I was honoured to be profiled in the August/September 2010 issue of Women’s Post magazine.
You can also download the the article here.
Meet Dianne Carmichael, President of Best Doctors Canada, mother, daughter, Baby Boomer, and member of the Sandwich Generation.
Dianne has had a high-profile career. She began her marketing and sales career with progressively more senior roles at Procter & Gamble (P&G), RJ Reynolds (Nabisco), and Gillette. She spent 15 years in the financial services sector, first building a top-tier private investment management practice, was then VP at TD Waterhouse, and finally was chairman and CEO of Worldsource Wealth Management. There she oversaw four national operations, three reporting presidents, 1500 investment advisors, and $5+ billion in assets.
Then, a personal experience profoundly changed her career direction. Today she is president of Best Doctors Canada and head of Global Marketing, sits on the advisory boards of the Canadian Association of People Centred Health (CAPCH), the Academic Research Collaborative (ARC), and York University’s Department of Health. She is the expert health columnist at Women’s Post.
However, Dianne will tell you that most important to her, she married her high school sweetheart Colin, is the proud mother of Jason and Amanda, and is Marion Leyland’s daughter.

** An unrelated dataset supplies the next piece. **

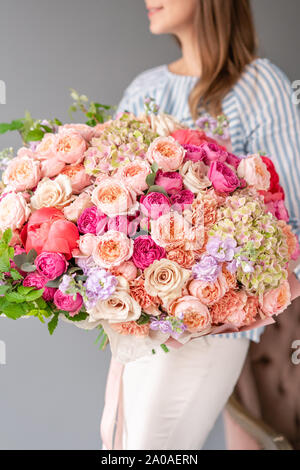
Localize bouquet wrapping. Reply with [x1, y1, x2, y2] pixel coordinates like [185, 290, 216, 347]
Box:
[0, 108, 299, 362]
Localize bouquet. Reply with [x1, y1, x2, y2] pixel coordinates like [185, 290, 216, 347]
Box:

This also firmly wedges her in the middle of what demographers call the Sandwich Generation.
Here is Dianne’s story in her own words…
In 2004 my dad was diagnosed with cancer. I’d had a successful career with lots of high-profile business contacts, yet I have never been so totally unprepared for anything in my life. The responsibility for making life-and -death health decisions was overwhelming. I vowed never to be unprepared again.

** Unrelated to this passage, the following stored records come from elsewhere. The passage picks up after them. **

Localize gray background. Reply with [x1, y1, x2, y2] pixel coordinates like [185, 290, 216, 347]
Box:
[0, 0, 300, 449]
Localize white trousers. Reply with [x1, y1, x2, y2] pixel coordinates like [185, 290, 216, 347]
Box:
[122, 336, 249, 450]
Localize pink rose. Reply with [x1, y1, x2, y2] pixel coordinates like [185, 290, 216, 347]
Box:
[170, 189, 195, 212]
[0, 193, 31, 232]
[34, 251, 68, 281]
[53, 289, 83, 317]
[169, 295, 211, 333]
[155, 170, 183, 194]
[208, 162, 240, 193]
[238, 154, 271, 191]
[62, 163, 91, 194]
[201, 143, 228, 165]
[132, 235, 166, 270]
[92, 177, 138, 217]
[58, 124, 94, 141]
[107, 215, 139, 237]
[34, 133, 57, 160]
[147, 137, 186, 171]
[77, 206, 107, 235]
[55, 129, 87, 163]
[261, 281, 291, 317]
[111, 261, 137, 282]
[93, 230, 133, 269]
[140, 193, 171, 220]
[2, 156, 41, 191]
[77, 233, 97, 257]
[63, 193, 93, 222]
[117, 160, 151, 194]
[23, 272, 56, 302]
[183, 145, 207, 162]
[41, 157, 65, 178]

During the last three days of Dad’s life, I disconnected from the world and sat by his side 24/7 in a small palliative room focusing on his every breath; on the meaning of life; on what’s truly important. That’s when the epiphany happened.

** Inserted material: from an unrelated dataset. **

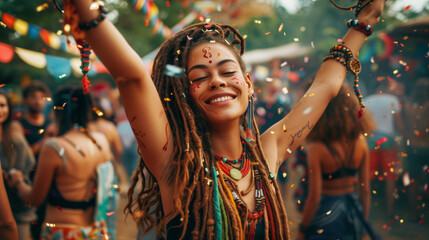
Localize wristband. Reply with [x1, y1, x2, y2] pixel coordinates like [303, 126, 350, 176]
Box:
[78, 5, 107, 31]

I didn’t want others to feel alone, scared, and unsure the way my dad and I did, or to be tortured with doubts about their health care decisions. I wanted to make a difference in Canadian health care and to champion for patients.
Enter Best Doctors.
I am now president of an organization that empowers people with knowledge and certainty, and I fulfill my vow to make a difference every day.
Best Doctors, a global organization founded by two professors of medicine at Harvard, is a medical consultancy and advocacy firm providing certainty to members facing profound medical crises. It links seriously ill members and their treating physicians with a community of 50,000 peer-nominated, world-renowned specialists in 450 specialty/subspecialties to confirm the right diagnoses and treatment options, and provides one-on-one personalized support; all without the member having to leave home, the treating physician, or support system. It’s available through employee benefits plans, attached to some insurance products, Visa cards, or directly online.
I’m proud of our universal health care system, which provides equal access to every Canadian. But I know, with a growing and ageing population, that our system is overburdened. I worry about my children, my parents, and my husband. I worry about everyone faced with illness.
Last summer we faced another health crisis, this time with my Mom. It reinforced my decision. My mother is an amazing role model. She truly pioneered the way for women in business – a model who rose to become president of Max Factor and later Revlon – all at a time when few women reached the top echelons of the corporate world. She has participated in international think-tanks, advising governments on issues like free trade. She won the cosmetic industry’s “Award of Merit” for exemplary contribution to industry and community. She is brilliant, beautiful, and successful. A mentor to my kids, she’s the coolest 75-year-old grandmother on the planet. She’s our hero. And last year we might have lost her.
After being overcome and hospitalized with severe, blinding abdominal pain and fever, she was faced with one of those life-and-death decisions: “Mrs. Leyland, results are inconclusive. I believe you have cancer. As your gynecological surgeon, I’ve scheduled urgent surgery to remove your ovaries and bowel. You’ll require a permanent colostomy bag and eight weeks recovery. However, the chief of surgery believes you should be released on a 10-day course of antibiotics to ‘wait and see.’ What would you like to do?”
She’d been asked to decide between Door #1 and Door #2. How is a patient equipped to make a decision like that? Enter Best Doctors and Door #3. Mom was treated by one of the top gynecological surgeons in the world, right here in Toronto, with minimally invasive laparoscopic surgery, leaving her bowel intact. Incidentally, had she chosen Door #2 – going home – she might very well not be with us today; necrotizing tissue would rapidly have caused major infection.
My daughter Amanda is a recent McGill graduate beginning her sales career at Xerox. She is focused, driven, and competitive – things honed playing university hockey, and perhaps a little to do with genetics. Coaching – about life and business – will be more important than ever for her future. Thankfully, her grandmother will continue to be a big part of that.